İnternet kullanımının yaygınlaşması, dijital araçlarının sayısının artması ve sosyal medya kullanımının hayatımıza girmesi hem bireyleri ve gündellik yaşamı etkiliyor. Bilgiye erişmek artık daha kolay ama ulaşılan bilginin güvenilirliğini sorgulamak gerekiyor. Eksiden bilgi örneğin gazeteciler tarafından üretilirken bugün sosyal medyada her birimiz bir gazeteci gibi fikir ve görüşlerimizi paylaşabiliyoruz ya da bir doktor gibi ilaç tavsiyesinde bulunabiliyoruz.

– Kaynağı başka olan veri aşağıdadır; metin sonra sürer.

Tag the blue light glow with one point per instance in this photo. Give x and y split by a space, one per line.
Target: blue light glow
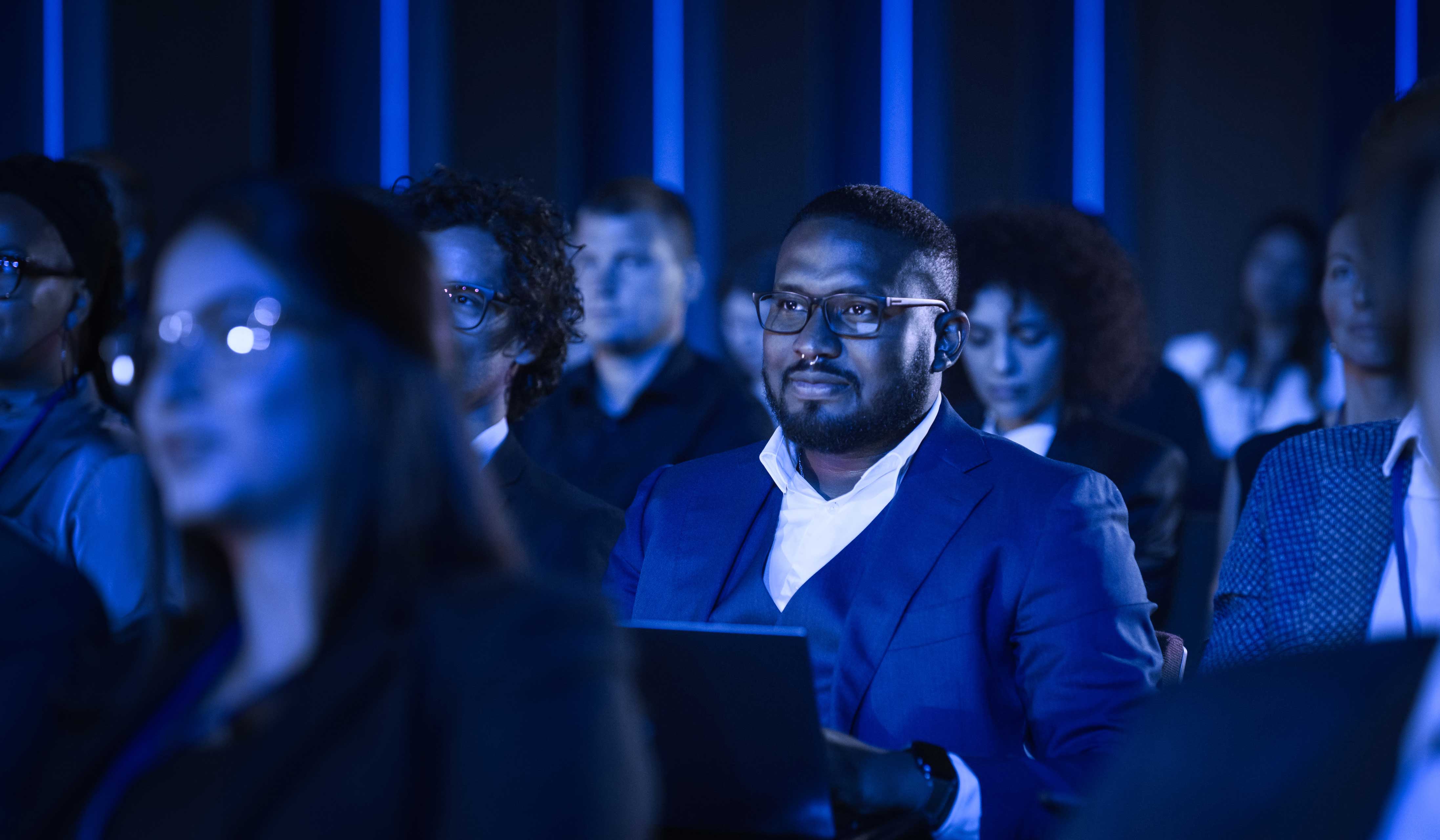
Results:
395 90
898 96
1088 139
1408 45
54 71
669 103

Sosyal medya sağlık konusunda olduğu gibi birçok konuda sadece gençlere değil çoğunluğa bir başucu kaynağı niteliği taşıyor. Her geçen gün büyüyerek gelişen dijital dünya, kişi ve kurumları teker teker içine alırken toplum olarak değişmemizde rol oynuyor. Bu özelliği ile de sosyal medya günlük hayatta kullandığımız basit bir araç olmanın ötesine geçerek hayatımızı şekillendiren bir güce dönüşüyor. Öyle ki insanlar için hayati öneme sahip olan sağlık konusunda dahi insanların sıklıkla başvurduğu önemli bir araç olarak işlevselliğini korumaya devam ediyor. Bu yüzden geçen gün dijitalleşen dünyada dezenformasyona karşı uyanık olmamız gerekiyor. Her konuda olduğu gibi seçme hakkının kişilere ait olduğu unutulmamalıdır. Bireylerin doğru bilgiyi ayırt etme, anlama, analiz etme, üretme ve paylaşabilme becerilerini edinebilmeleri için hazırlanacak eğitim programları ile erken yaşlarda tanışmaları sağlanmalıdır. Böylelikle toplum bu yeni dijital dünyaya uyum sağlayabilir ve doğru bilgiyi seçme konusunda güçlendiği için hepimiz için daha güvenli bir dünyanın inşası mümkün hale gelir.